Two years ago, DARPA established its Safe Genes program, assuming responsibility for determining the difference between what we can do with gene manipulation and what we should do — or perhaps, more to the point, should not  do. The agency just announced the first research teams, most of them university-based, that will help it “support bio-innovation and combat bio-threats.”

DARPA has $65 million to spend on the program through the next four years.

DARPA’s announcement coincides with some astonishing news in genetic engineering. A research group has just demonstrated the ability to code video directly into DNA for playback and/or replication. Another has just figured out how to use synthetic DNA to build chromosomes. And the FDA appears ready to approve a gene therapy for the first time.

The techniques for sequencing, editing, and coding DNA have led to tremendous enthusiasm for pursuing all of those avenues for all sorts of applications, but the understanding of a mechanical process, ideally combined with good intentions, is not the same thing as full knowledge (or even a care) of what the consequences might be, intended or unintended. And of course, there is growing apprehension that these techniques can be deliberately misused for malign purposes.

One of the threats that DARPA (Defense Advanced Research Projects Agency) says it is concerned about is gene drives. A gene drive is genetic code deliberately biased for inheritance. Ordinarily, chances of inheriting any given gene are 50/50, but there are some genes that are naturally constructed in such a manner that they beat those odds. A gene drive takes advantage of the mechanisms that help those genes gain their inheritance bias. It’s easy to imagine a gene drive used to, for example, quickly spread a genetic resistance to a blight devastating a cash crop. It’s similarly easy to imagine a genetic modification having terrible unintended consequences as it spreads, or some malefactor deliberately introducing a disease or devastating deficiency into a population.

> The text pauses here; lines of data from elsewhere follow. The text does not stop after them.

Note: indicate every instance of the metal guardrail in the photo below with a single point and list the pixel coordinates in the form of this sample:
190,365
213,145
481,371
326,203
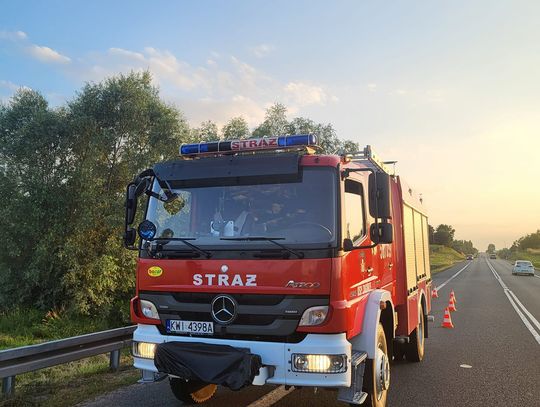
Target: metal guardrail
34,357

DARPA is envisioning multiple research avenues that could result in important tools that can not only support gene manipulation but reverse it if need be. It said, “Each of the seven teams will pursue one or more of three technical objectives: develop genetic constructs — biomolecular ‘instructions’ — that provide spatial, temporal, and reversible control of genome editors in living systems; devise new drug-based countermeasures that provide prophylactic and treatment options to limit genome editing in organisms and protect genome integrity in populations of organisms; and create a capability to eliminate unwanted engineered genes from systems and restore them to genetic baseline states.”

The first seven organizations that DARPA has designated to participate in Safe Genes are the Broad Institute of MIT and Harvard; Harvard Medical School; Massachusetts General Hospital; Massachusetts Institute of Technology; North Carolina State University; University of California, Berkeley; and University of California, Riverside.

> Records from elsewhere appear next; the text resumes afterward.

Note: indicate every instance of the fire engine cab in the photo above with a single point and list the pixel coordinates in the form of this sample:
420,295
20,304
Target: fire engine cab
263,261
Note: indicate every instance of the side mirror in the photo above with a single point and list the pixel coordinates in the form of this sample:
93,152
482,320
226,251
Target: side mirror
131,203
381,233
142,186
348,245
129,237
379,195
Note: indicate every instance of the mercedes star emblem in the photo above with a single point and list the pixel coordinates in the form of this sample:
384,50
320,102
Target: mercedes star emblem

Some of the recent news involving DNA seems like the stuff of science fiction. Researchers have been captivated by the notion of gene therapy for so long, it’s almost a surprise to hear that we aren’t doing it already.

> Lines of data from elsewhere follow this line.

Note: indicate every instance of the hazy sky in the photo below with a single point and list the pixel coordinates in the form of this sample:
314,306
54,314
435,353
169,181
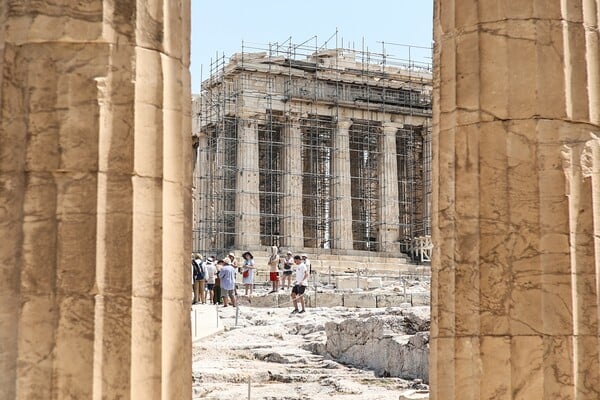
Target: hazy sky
219,26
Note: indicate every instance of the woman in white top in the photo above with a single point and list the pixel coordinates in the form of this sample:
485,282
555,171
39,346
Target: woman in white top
248,272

FDA appears ready to approve one or both of two proposed gene therapies , one intended as a treatment for a specific form of leukemia and the other to counteract an inherited disease that often leads to blindness.

Other recent advances are extraordinary. A group at NYU has used synthetic DNA to create a chromosome. The researchers intend to further develop the technique so that they can deliberately build new vaccines and drugs. Refined, the same technique could be used to create designer organisms, anything from a single-celled organism to a Klingon to something never seen in nature before.

Finally, another group has used the gene coding technique CRISPR-Cas to encode film in the DNA of bacteria. With a delightful appreciation of film history, the researchers chose to encode what many consider the first movie ever made, Eadweard Muybridge's 1878 film of a horse running. If you don’t need a thumb drive to download information, just a thumb, that brings up questions of what can be coded under what circumstances, legally or illegally, and what countermeasure there could possibly be.